Sang surya telah muncul dan memberikan kehangatan, cahaya terangnya masuk menembus Goa tempat Emma dan Erland berada. Perlahan Erland membuka matanya karena merasakan kehangatan cahaya yang bersinar ke arahnya.
Dia menoleh menatap wajah damai Emma yang sedang tidur dalam dekapannya. Semalaman dia tidur sembari memeluk Emma yang kedinginan. Dia merasa ada perasaan aneh yang terus berputar di hatinya, perasaan yang hanya muncul ketika dia berada di dekat Emma.
'Erland, to-tolong aku, a-aku tidak ingin mati.'
Erland tertegun sejenak setelah mendengar Emma mengigau dan memanggilnya. Sesaat kemudian, dia menunduk sembari mengehela nafas. 'Emma aku tidak ingin tapi, jika tahun ini tidak ada persembahan maka aku ... aku akan menggila kehilangan kendali.'
Emma perlahan membuka matanya, hal pertama yang dia lihat pagi ini adalah wajah tampan Erland. Dia tersenyum tipis sembari berusaha menggerakan tangannya sayangnya, tubuhnya yang sangat lemas membuatnya tidak bisa bergerak bak orang yang lumpuh.
"Er-land, tubuhku tidak bisa bergerak." Ucap Emma sembari menatap Erland yang sedang memeluknya.
Mendengar pernyataan Emma membuatnya mengerutkan kening, dia tidak pernah terpikir kalau tubuh Emma serapuh itu. Kemdudian, dia meraih tangan Emma terlihat luka bekas cakaran Srigala semalam membengkak. 'Tidak mungkin, meski tubuhnya sangat lemah lukanya tidak mungkin membengkak separah ini.'
Luka di tangan Emma membengkak dan membiru, bekas cakarannya juga terbuka dan terus mengeluarkan asap biru. Erland menduga bahwa Emma sedang keracunan, Erland lantas bertanya, "Apa kamu memakan buahnya?"
"Buah?" Emma tidak mengerti buah apa yang Erland maksud.
"Buah Peri! Buah di hutan ini."
Emma mengangguk sebagai jawaban sesaat kemudian, dia merasakan tubuhnya semakin dingin. Semua tulang, pembuluh darah dan kulitnya terasa kebas dan mati rasa, dia mencoba menggerakkan bagian tubuhnya namun, dia tidak merasakan apapun, satu-satunya yang bisa dia lakukan hanyalah berbicara.

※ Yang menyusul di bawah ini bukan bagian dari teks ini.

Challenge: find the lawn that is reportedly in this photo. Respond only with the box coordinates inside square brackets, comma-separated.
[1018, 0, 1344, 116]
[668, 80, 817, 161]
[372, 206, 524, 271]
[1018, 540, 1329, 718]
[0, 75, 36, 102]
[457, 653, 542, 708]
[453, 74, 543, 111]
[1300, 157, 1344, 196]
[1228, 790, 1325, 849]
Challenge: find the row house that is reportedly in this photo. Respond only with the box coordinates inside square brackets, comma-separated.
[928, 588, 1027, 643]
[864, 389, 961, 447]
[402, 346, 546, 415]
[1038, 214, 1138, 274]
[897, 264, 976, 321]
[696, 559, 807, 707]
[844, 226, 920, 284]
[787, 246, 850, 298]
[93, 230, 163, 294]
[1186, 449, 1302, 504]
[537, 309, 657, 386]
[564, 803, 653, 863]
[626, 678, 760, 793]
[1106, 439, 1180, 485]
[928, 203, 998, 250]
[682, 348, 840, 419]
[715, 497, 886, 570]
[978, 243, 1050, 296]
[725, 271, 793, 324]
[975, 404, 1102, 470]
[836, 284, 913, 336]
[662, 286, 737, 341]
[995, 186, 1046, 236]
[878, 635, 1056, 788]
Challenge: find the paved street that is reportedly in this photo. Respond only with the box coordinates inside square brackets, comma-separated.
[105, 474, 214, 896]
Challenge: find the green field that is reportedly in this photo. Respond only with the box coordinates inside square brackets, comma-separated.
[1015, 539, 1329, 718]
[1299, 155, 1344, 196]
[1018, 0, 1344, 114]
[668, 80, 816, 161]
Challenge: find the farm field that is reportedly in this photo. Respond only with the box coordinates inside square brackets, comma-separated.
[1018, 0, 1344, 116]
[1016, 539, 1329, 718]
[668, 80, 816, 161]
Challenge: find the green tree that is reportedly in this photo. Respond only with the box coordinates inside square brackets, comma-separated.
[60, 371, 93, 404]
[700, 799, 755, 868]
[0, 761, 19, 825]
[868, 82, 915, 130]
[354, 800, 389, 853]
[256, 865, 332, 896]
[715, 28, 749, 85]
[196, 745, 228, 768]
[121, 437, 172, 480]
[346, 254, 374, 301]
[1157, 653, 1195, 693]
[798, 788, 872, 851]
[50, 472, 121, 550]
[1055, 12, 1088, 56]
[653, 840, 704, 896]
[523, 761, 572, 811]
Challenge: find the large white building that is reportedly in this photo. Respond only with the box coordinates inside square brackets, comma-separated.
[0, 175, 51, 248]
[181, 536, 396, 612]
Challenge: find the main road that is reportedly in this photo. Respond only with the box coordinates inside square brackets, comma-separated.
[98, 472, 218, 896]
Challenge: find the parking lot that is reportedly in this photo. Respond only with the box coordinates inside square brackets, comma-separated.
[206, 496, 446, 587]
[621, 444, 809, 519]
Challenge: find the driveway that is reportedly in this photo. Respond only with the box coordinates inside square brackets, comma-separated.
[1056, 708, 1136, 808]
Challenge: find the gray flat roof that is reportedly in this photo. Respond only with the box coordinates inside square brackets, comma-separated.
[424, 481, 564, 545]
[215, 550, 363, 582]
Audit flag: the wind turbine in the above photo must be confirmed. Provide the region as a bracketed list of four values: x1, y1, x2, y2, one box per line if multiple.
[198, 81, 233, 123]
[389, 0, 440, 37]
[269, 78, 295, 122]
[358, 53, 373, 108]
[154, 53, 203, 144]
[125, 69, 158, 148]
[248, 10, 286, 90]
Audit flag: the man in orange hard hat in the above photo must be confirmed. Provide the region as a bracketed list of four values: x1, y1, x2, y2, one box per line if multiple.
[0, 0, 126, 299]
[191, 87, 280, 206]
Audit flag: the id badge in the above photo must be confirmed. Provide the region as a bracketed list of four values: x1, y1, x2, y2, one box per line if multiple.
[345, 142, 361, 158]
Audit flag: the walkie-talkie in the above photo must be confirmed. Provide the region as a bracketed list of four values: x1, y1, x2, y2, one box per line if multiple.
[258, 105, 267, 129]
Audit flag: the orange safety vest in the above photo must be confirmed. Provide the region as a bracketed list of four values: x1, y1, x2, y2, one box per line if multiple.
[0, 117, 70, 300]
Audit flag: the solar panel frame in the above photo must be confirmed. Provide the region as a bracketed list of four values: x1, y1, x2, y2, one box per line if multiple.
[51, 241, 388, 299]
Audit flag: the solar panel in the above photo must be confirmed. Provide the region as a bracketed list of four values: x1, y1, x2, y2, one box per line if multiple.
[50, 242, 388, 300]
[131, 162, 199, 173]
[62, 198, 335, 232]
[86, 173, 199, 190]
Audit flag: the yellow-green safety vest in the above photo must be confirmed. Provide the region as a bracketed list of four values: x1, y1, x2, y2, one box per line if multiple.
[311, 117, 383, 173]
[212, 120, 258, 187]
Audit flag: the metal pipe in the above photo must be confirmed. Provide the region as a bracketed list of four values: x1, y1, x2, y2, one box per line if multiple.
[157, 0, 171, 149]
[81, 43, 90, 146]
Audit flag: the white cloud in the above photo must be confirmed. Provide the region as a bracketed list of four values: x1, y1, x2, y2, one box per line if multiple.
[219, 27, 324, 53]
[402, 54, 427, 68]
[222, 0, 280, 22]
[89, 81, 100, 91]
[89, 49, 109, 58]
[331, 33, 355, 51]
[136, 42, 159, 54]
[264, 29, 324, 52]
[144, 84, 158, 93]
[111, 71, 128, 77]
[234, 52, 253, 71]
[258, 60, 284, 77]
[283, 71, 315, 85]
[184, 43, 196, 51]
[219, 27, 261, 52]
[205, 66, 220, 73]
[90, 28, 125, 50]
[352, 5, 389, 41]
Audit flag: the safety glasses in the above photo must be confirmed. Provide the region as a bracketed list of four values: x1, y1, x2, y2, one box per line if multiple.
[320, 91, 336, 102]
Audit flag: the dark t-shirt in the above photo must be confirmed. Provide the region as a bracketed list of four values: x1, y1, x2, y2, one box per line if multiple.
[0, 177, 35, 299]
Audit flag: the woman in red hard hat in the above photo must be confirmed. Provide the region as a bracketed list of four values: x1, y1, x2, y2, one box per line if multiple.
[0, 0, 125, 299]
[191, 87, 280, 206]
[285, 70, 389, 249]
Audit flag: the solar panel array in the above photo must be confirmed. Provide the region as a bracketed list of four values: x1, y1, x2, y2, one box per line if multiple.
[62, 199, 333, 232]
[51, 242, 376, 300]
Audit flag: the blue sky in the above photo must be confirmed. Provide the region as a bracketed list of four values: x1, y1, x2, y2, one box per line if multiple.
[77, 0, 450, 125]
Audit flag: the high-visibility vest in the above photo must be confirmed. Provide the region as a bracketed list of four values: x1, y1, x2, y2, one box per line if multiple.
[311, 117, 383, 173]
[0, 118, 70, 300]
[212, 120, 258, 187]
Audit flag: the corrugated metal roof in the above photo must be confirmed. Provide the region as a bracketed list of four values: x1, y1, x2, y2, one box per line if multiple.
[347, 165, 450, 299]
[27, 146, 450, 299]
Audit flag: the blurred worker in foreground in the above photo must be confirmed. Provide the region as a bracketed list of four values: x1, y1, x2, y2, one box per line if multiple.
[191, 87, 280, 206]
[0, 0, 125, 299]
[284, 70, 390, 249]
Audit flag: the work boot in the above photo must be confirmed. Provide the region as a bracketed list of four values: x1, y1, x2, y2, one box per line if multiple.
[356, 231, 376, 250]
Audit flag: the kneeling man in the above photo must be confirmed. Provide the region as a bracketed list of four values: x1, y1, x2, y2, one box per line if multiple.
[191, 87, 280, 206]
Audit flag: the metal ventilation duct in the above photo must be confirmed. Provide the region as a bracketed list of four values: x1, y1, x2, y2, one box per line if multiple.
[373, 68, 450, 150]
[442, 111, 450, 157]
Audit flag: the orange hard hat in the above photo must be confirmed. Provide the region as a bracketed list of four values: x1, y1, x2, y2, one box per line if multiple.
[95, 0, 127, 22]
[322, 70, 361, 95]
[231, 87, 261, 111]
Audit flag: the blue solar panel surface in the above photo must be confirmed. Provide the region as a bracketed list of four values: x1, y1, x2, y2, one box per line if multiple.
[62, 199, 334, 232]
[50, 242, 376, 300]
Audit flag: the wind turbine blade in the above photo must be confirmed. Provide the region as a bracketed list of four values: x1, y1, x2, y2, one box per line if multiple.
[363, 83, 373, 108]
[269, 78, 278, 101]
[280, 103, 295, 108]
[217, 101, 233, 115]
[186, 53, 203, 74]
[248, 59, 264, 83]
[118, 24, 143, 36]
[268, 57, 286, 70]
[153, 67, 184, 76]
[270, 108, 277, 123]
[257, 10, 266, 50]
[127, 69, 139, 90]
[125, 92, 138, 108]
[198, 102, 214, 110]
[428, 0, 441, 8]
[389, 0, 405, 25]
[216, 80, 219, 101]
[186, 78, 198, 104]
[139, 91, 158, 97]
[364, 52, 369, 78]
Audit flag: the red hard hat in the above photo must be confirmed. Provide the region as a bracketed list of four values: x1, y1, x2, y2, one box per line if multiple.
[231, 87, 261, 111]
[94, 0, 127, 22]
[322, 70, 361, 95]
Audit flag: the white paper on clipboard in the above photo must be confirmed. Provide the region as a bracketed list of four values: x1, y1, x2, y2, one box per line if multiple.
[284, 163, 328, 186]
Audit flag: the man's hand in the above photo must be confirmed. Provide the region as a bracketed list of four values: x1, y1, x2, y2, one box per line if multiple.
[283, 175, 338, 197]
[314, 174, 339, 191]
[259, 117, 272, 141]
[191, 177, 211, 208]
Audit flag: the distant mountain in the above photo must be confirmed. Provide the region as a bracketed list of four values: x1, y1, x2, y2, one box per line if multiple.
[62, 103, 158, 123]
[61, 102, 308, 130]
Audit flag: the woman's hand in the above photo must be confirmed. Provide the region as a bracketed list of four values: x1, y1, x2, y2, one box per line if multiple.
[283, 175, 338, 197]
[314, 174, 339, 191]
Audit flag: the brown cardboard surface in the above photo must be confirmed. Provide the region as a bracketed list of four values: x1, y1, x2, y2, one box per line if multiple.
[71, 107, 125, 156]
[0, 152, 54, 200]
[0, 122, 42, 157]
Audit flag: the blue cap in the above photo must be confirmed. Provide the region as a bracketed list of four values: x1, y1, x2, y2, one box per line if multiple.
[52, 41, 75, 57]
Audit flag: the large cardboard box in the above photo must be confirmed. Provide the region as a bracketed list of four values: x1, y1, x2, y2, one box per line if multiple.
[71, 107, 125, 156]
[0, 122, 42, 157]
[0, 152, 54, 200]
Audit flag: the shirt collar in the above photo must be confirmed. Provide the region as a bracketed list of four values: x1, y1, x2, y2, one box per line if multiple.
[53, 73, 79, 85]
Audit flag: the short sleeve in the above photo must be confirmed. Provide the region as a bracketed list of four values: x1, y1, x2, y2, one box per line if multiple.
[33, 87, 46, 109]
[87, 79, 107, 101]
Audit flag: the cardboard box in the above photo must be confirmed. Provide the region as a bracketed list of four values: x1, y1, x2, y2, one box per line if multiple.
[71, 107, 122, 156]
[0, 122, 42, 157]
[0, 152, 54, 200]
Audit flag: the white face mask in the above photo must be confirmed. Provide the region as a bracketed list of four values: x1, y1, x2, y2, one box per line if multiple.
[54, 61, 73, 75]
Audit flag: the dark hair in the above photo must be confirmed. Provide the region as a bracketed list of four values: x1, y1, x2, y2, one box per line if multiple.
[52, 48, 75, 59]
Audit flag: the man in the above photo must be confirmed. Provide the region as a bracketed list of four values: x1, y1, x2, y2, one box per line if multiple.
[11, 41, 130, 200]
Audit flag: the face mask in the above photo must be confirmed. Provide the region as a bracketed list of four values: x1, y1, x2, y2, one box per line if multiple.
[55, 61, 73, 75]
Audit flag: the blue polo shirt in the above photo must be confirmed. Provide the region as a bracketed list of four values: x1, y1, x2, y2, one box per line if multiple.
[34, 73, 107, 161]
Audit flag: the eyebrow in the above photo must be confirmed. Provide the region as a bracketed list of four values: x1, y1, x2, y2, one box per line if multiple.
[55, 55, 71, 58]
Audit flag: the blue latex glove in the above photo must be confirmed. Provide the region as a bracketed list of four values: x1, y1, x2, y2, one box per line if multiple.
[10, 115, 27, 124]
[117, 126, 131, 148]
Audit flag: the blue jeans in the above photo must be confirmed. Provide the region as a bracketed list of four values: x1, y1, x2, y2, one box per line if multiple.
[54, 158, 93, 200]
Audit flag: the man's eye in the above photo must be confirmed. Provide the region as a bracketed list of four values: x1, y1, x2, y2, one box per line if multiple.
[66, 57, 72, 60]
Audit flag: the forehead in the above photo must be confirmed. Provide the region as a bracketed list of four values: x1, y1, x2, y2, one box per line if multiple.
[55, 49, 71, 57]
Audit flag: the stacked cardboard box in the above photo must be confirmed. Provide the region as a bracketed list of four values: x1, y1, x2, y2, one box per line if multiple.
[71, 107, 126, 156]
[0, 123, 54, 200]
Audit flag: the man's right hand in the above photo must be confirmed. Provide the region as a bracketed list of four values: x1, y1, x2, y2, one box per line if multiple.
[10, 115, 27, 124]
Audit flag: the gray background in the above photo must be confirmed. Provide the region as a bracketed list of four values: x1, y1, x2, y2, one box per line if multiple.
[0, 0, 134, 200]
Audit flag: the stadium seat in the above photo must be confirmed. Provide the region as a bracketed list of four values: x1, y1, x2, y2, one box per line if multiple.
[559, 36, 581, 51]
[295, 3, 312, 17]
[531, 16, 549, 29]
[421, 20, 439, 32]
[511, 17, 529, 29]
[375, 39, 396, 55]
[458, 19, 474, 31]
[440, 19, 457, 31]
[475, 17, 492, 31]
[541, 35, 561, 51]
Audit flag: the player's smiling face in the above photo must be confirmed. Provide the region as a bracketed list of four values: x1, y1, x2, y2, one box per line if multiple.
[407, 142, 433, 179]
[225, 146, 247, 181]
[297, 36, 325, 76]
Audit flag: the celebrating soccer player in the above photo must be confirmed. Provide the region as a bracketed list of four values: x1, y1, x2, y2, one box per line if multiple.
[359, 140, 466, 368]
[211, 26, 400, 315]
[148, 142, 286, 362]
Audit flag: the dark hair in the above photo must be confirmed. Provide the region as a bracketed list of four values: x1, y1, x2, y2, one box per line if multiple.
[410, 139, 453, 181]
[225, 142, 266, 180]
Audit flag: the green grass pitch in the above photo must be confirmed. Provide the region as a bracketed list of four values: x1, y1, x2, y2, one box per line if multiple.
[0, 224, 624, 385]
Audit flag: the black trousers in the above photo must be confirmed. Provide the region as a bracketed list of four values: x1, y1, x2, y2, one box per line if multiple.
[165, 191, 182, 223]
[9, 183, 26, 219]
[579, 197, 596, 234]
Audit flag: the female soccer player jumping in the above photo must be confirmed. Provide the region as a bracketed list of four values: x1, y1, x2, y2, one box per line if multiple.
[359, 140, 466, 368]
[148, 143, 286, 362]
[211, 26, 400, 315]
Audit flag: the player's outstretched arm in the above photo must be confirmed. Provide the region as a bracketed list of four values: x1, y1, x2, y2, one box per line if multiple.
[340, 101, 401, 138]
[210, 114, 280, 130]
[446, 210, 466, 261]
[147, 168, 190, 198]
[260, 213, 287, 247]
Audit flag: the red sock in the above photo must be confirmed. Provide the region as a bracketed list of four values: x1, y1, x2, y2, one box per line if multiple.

Erland melolot kala melihat anggukkan Emma, dia tidak pernah berpikir kalau Joana akan melakukan ini untuk menyingkirkan Emma dari hidupnya. Sesaat kemudian, terlihat tubuh Emma hampir membiru sepenuhnya.
"Bertahanlah aku akan segera membawa mu keluar dari sini."
Erland segera bangkit dan berlari dengan cepat sembari menggendong tubuh lemas Emma. Untuk pertama kalinya dia memikirkan keselamatan Emma diluar pemikiran kalau mereka terikat kutukan Penyatuan Jiwa. Sesampainya di Kastil dia segera mengirim pesan telepati kepada Nathan.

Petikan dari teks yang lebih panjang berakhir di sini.